On 20 April 2012 13:52, James Brown <[email protected]> wrote:
> Responses inline:
>
> On Thu, Apr 19, 2012 at 7:59 PM, Graham Dumpleton
> <[email protected]> wrote:
>>
>> First off, the bucket brigade will be cleaned up in as much no memory
>> will leak because of how Apache memory pooling works.
>
>
> I mostly changed it because that is how I've seen other apache modules do
> it. I'll believe you if you say that the brigade won't leak. I hate reading
> APR documentation
It looks to be one of those things which is harmless to call if an error.
APU_DECLARE(apr_status_t) apr_brigade_cleanup(void *data)
{
apr_bucket_brigade *b = data;
apr_bucket *e;
while (!APR_BRIGADE_EMPTY(b)) {
e = APR_BRIGADE_FIRST(b);
apr_bucket_delete(e);
}
/* We don't need to free(bb) because it's allocated from a pool. */
return APR_SUCCESS;
}
APU_DECLARE(apr_status_t) apr_brigade_destroy(apr_bucket_brigade *b)
{
apr_pool_cleanup_kill(b->p, b, brigade_cleanup);
return apr_brigade_cleanup(b);
}
At the moment it would be getting picked up when the pool calls
apr_brigade_destroy() on the pool being destroyed.
>> As for whether messages, when yielding response from an application,
>> either way a message is going to end up in the logs and nothing more.
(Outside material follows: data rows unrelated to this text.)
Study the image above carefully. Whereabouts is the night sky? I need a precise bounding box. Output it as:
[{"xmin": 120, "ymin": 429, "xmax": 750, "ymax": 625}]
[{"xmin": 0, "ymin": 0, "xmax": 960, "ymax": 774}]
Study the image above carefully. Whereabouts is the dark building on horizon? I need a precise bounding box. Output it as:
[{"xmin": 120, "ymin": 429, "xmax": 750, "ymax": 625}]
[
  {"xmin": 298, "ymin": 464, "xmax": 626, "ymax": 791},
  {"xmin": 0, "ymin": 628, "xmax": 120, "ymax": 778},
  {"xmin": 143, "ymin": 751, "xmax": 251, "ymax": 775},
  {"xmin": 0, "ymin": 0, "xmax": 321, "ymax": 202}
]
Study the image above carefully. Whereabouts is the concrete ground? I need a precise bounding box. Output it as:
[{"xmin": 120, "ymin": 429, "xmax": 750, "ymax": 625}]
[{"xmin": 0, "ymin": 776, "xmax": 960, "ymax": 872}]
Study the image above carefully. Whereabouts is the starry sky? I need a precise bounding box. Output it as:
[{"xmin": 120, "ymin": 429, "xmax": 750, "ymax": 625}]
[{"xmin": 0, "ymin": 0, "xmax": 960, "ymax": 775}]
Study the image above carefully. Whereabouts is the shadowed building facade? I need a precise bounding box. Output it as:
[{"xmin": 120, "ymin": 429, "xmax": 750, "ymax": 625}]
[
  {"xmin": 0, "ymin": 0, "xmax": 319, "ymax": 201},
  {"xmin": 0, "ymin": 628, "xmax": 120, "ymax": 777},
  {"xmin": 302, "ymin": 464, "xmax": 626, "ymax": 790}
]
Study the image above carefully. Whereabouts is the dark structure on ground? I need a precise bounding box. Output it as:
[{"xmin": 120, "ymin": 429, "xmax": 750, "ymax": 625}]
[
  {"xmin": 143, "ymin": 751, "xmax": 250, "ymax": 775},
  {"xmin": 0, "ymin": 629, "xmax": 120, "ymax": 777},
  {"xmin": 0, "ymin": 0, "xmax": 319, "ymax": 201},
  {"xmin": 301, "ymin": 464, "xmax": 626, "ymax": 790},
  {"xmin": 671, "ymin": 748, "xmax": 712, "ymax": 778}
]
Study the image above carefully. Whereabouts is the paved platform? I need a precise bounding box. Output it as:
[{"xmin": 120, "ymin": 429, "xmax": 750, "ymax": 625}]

>> Your issue therefore seems to be the log level of messages in logs and
>> your wanting to hide them as much as possible.
>>
>> My recollection of why it is done the way it is is that an error at
>> that point can actually indicate a problem in the Apache output filter
>> chain and doesn't just mean that an error occurred in sending data to
>> the client. Unfortunately mod_ssl seems to indicate errors when issue
>> was a closed client connection because SSL will flag an error if in
>> middle of some SSL exchange.
>>
>> In other words, one should necessarily be masking what could be a true
>> actual error or problem rather than just noise. I would really need to
>> try and find old emails about this as has been discussed before.
>
> It couldĀ be an actual problem. But, in practice over an enormous number of
> requests, it seems to happen almost any time a client disconnects mid-write
> (and, no, we're not using mod_ssl), and having all of these errors in our
> log was actually masking more actual problems than hiding them would. If
> nothing else, it would be nice to make there be a configuration flag to
> avoid printing enormous amounts of this spam for configurations where we
> know there's nothing interesting farther down the filter chain.
I will have a bit more of a look at it and think about. Timing is
certainly good as just last weekend did first bit of serious work on
mod_wsgi for a long time, even if was only back porting stuff from 4.0
development version so could release a mod_wsgi 3.4 some time soon.